Retrocesso: Câmara discute proibição do aborto em qualquer situação

Por Marco Zero Conteúdo

Por Carol Vergolino*

O corpo das mulheres é e será sempre alvo de dominação da extrema direita, mesmo quando essa extrema direita é representada por mulheres. Duas deputadas que presidem a Comissão de Constituição e Justiça (CCJ) da Câmara dos Deputados trouxeram à tona a PEC 164/2012 do então deputado Eduardo Cunha, que visa a proibição do aborto em qualquer situação, inclusive as que já são previstas em lei.

O projeto foi colocado em pauta pela presidenta da comissão, a deputada Caroline de Toni (PL/SC) e teve parecer favorável da relatora, a deputada Chris Tonietto (PL/RJ), que é vice-presidenta da comissão. As duas deputadas, integrantes da bancada de extrema direita fundamentalista pretendem que passe na comissão, para tramitar com urgência e seguir para o plenário da Câmara.

A PEC propõe a alteração no artigo 5º da Constituição Federal, que trata da inviolabilidade do direito à vida, incluindo a expressão “desde a concepção”, o que inviabiliza qualquer tipo de interrupção de gravidez, até as já previstas em lei. Caso a PEC seja aprovada, gestantes com risco de vida, gravidez fruto de violência ou com fetos anencefálicos serão obrigadas a gestar.
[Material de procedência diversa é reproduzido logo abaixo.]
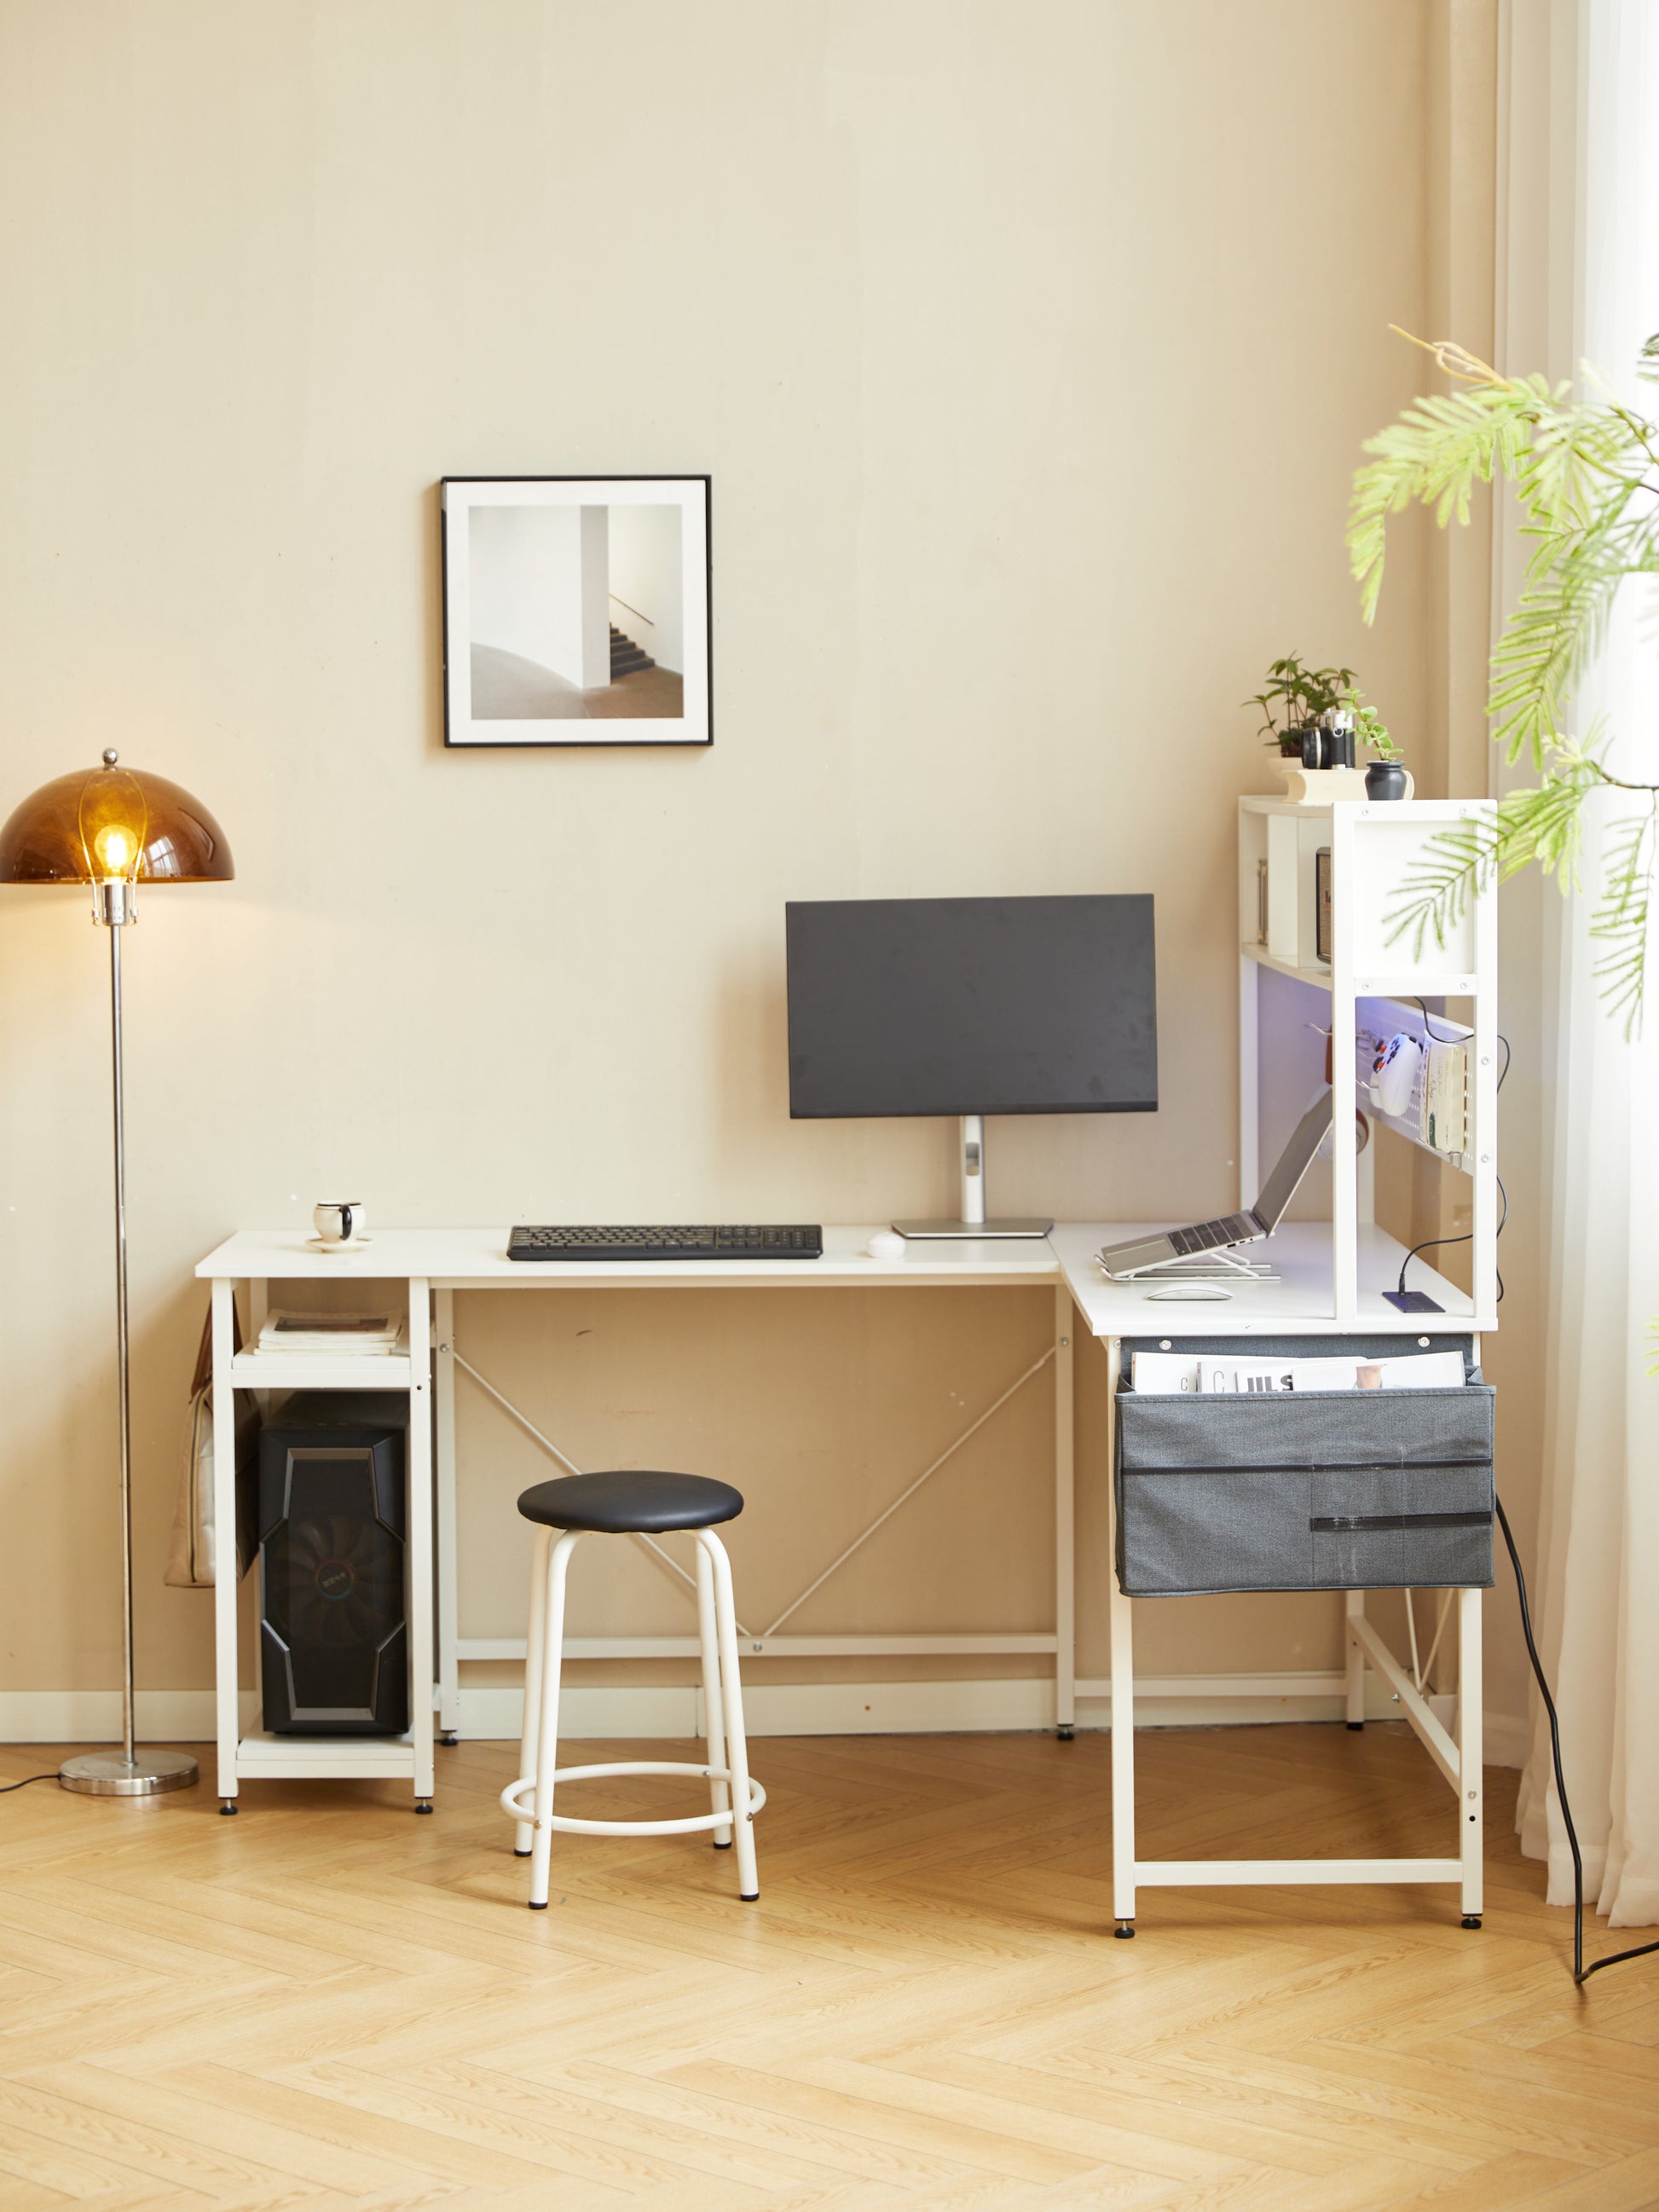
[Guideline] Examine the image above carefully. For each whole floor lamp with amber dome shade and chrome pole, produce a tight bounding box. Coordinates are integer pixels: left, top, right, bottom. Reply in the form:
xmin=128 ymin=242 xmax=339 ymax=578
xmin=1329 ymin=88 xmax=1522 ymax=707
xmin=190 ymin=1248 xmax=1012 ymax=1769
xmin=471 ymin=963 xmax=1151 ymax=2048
xmin=0 ymin=750 xmax=234 ymax=1796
É preciso ressaltar que o que está posto em debate não é a legalização do aborto e sim a restrição do aborto que já é permissivo legal no país desde 1940, no caso da gravidez vítima de violência ou risco de vida para a gestante e, desde de 2012, no caso da interrupção de gravidez com fetos anencéfalos.

Caso isso seja admitido pelos 65 deputados que estão nesta Comissão, teremos casos de tortura como:

• crianças com 14 anos sendo impedidas de interromper gestações fruto de violênc1a

• vítimas de violência sexual sendo obrigadas a levar adiante gravidezes provocadas durante o ato violento;

• pessoas gestantes de fetos anencéfalos, ou seja, sem possibilidade de sobrevivência fora do útero, sendo obrigadas a viver uma gestação inviável por 9 meses;

• famílias privadas de planejamento reprodutivo;

• pessoas não acessando avanços científicos como a reprodução assistida.

Um retrocesso jamais visto no país quando se fala do direito das mulheres e das crianças. Sim, as crianças são as maiores vítimas de abuso sexual e todas elas, menores de 14 anos, têm direito ao aborto legal e seguro. O Fórum Brasileiro de Segurança Pública apresentou, em 2024, um Anuário com dados que refletem o contexto de violência em que vivem as mulheres no Brasil. Em 2023, 83.988 mulheres e meninas sofreram estupro: um a cada 6 minutos. Destas, 71% eram vulneráveis e 61,6% com até 13 anos, observamos ainda um amento de 24,1% da exploração sexual infantil entre os anos de 2022 à 2023.

Em 2024, o PL 1904/24, conhecido com o PL da Gravidez Infantil, que equipara o aborto depois de 22 semanas em homicídio, também foi posto em pauta no Congresso. Feministas de todo o país se mobilizaram e foram às ruas pedindo pelo arquivamento e, pressionado, Arthur Lira retirou de pauta.

Abortar no Brasil, mesmo em casos previstos em lei, é ainda bastante difícil já que apenas 3% dos municípios têm serviços de aborto legal no sistema público. Interditar esse serviço é obrigar pessoas pobres, em sua maioria mulheres pretas e crianças, a gestar. Porque sabemos, que mulheres ricas pagam e seguirão pagando pelo aborto em qualquer situação.

*Carol Vergolino faz parte da Frente Nacional Contra Criminalização das Mulheres e Pela Legalização do Aborto e é ex-codeputada das Juntas (2019 a 2023).